PE is used for piping, food packaging, and plastic bags. PP—referred to as “the steel of plastics”—is used in a wide variety of products from automotive parts and medical devices to take-out food containers. Though related, the two are not interchangeable.

“In a recycling center, the first step is that a bunch of people pick out things made from PE, like milk jugs, and separate them,” Nguyen says. “The problem is that PE is also used to make cling wrap and other film packaging, and those get mixed in with the PP take-out containers. Once it’s all ground up together, it is impossible to fully separate the two.”
The different plastics are difficult to process because they do not mix well in the melt, resulting in unstable processing and poor mechanical properties in the finished material. Polymer processing engineers can compensate by adjusting the processing parameters if they know the contamination level. But contamination varies widely batch to batch.

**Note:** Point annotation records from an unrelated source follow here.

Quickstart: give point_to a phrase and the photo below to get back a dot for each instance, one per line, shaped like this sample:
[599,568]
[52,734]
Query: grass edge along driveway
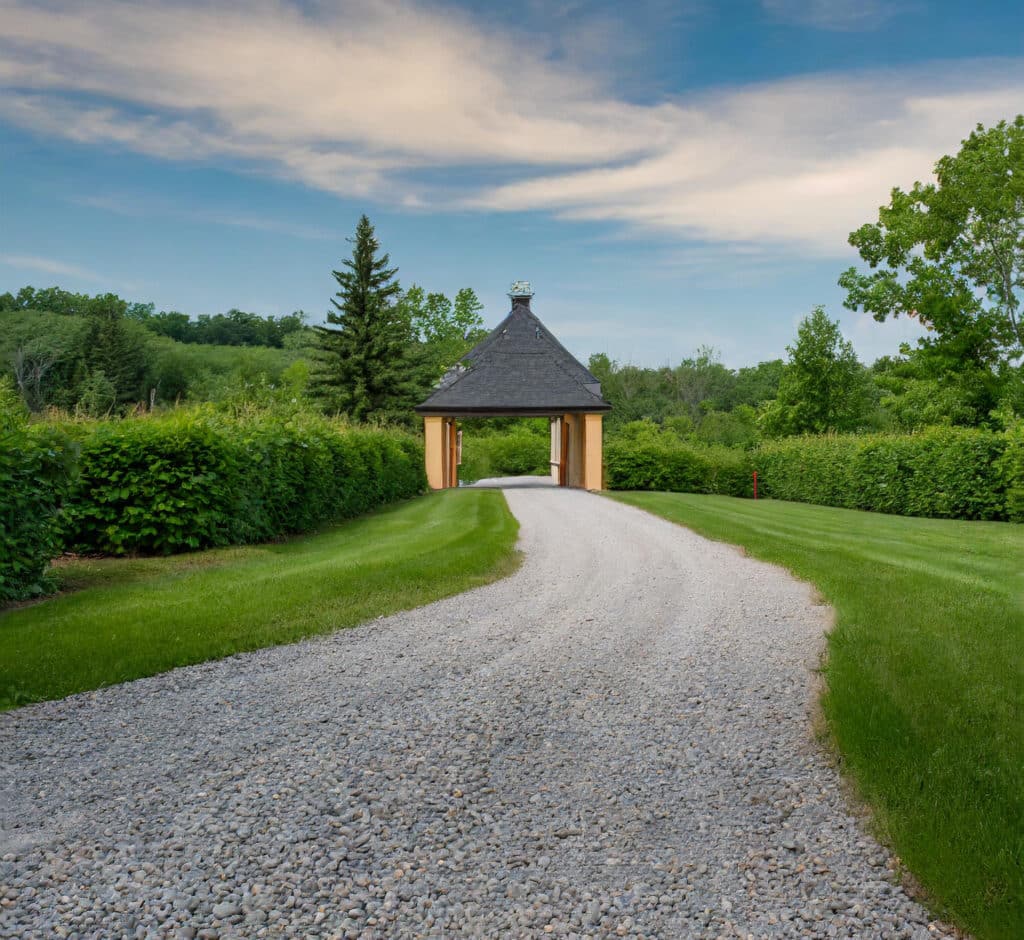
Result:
[925,680]
[125,618]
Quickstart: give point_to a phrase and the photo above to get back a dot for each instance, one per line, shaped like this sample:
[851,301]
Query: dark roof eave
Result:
[552,411]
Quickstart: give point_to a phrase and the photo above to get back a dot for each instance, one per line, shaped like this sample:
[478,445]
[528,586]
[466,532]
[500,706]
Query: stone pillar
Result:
[433,452]
[593,453]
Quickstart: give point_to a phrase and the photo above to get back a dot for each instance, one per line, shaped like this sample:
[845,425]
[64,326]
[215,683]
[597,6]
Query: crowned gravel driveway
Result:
[612,742]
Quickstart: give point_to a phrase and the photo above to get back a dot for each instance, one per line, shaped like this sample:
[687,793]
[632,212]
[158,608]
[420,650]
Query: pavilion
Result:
[521,371]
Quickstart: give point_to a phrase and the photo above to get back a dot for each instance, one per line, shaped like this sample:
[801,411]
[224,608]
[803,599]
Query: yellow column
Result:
[593,455]
[433,452]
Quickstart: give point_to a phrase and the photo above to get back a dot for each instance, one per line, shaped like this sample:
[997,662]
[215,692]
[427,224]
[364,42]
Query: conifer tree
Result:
[363,367]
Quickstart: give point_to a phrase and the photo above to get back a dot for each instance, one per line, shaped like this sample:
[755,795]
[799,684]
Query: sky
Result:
[668,175]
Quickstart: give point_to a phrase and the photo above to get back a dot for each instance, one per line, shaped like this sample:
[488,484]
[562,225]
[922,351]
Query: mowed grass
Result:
[925,680]
[124,618]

Using thermal measurements, X-ray scattering, electron microscopy, and tensile testing, the team found contamination levels ranging from 0% to 40%. The good news: impurities below 20% are essentially indistinguishable from unrecycled PP. The bad news: contamination is not always detected, and many recycled PP batches have unknown levels of contamination.
For samples processed with a layer-multiplying element (LME), which increases the number of layers in a film without changing its thickness, the team found and increase in overall strength, performance, and reliability of recycled PP in the direction of the perpendicular layers. Nguyen says that finding could help enhance the consistency of recycled polyolefin films at scale.
“Strength, ductility, and overall quality can drop up to 70% due to contamination,” Nguyen says. “LMEs can improve this number by as much as 100% by improving overall uniformity.”